Sep 08 21:23:07 barreleye kernel[679]: WARNING: CPU: 0 PID: 742 at /var/lib/jenkins/workspace/openbmc-build-gerrit-trigger-multi/distro/ubuntu/target/barreleye/openbmc/build/tmp/work-shared/barreleye/kernel-source/net/ncsi/ncsi-manage.c:221 ncsi_start_channel_monitor+0x44/0x88
Sep 08 21:23:07 barreleye kernel[679]: CPU: 0 PID: 742 Comm: kworker/0:5 Not tainted 4.7.1-6d93f625315a1e9b51d017a78f8c0938a097ea85 #1
Sep 08 21:23:07 barreleye kernel[679]: Hardware name: ASpeed SoC
Sep 08 21:23:07 barreleye kernel[679]: Workqueue: events ncsi_dev_work
Sep 08 21:23:07 barreleye kernel[679]: [<c0106cbc>] (unwind_backtrace) from [<c0104f04>] (show_stack+0x10/0x14)
Sep 08 21:23:07 barreleye kernel[679]: [<c0104f04>] (show_stack) from [<c010ec3c>] (__warn+0xc4/0xf0)
Sep 08 21:23:07 barreleye kernel[679]: [<c010ec3c>] (__warn) from [<c010ed5c>] (warn_slowpath_null+0x1c/0x24)
Sep 08 21:23:07 barreleye kernel[679]: [<c010ed5c>] (warn_slowpath_null) from [<c03f4174>] (ncsi_start_channel_monitor+0x44/0x88)
Sep 08 21:23:07 barreleye kernel[679]: [<c03f4174>] (ncsi_start_channel_monitor) from [<c03f4e08>] (ncsi_configure_channel+0x258/0x2b8)
Sep 08 21:23:07 barreleye kernel[679]: [<c03f4e08>] (ncsi_configure_channel) from [<c03f5558>] (ncsi_dev_work+0x39c/0x3e8)
Sep 08 21:23:07 barreleye kernel[679]: [<c03f5558>] (ncsi_dev_work) from [<c011fee4>] (process_one_work+0x1b8/0x2fc)
Sep 08 21:23:07 barreleye kernel[679]: [<c011fee4>] (process_one_work) from [<c0120318>] (worker_thread+0x2c0/0x3f8)
Sep 08 21:23:07 barreleye kernel[679]: [<c0120318>] (worker_thread) from [<c012476c>] (kthread+0xd0/0xe8)
Sep 08 21:23:07 barreleye kernel[679]: [<c012476c>] (kthread) from [<c0102250>] (ret_from_fork+0x14/0x24)
Sep 08 21:23:07 barreleye kernel[679]: ---[ end trace 98a124f244ab4360 ]---
Sep 08 21:23:07 barreleye kernel[679]: ftgmac100 1e660000.ethernet eth0: NCSI interface up
Sep 08 21:23:08 barreleye sync_inventory_items.py[832]: Rebooting BMC to set uuid
shenki commented 8 years ago

This is not a crash as originally stated. The warning is to tell developers about an unexpected condition in the driver.
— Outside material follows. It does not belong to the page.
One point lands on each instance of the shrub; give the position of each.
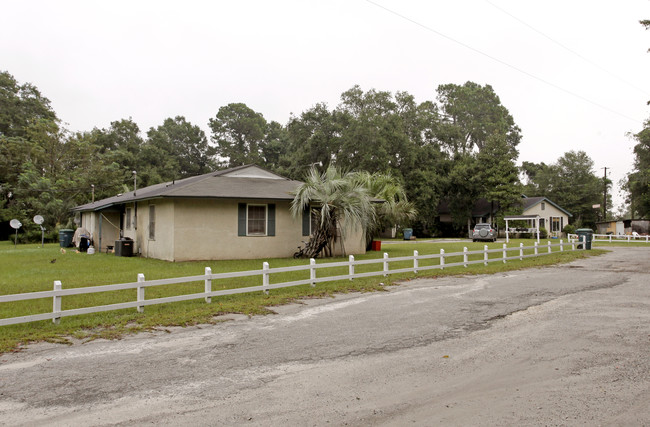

I also notice that the interface was up, and then you rebooted the BMC. Was this reboot initiated over the network, or from the serial console?

shenki commented 8 years ago

@gwshan this looks similar to the issues you are chasing.

https://github.com/openbmc/openbmc/issues/512#issuecomment-246270147

gkeishin commented 8 years ago

@shenki First from post BMC code update and second from PDU power cycle reboot

shenki commented 8 years ago

Thanks.

@gwshan this fits the pattern that I saw where I could trigger the WARN though using pflash to update the host pnor.

I think that certain flash related loads are starving the ncsi monitoring kernel thread.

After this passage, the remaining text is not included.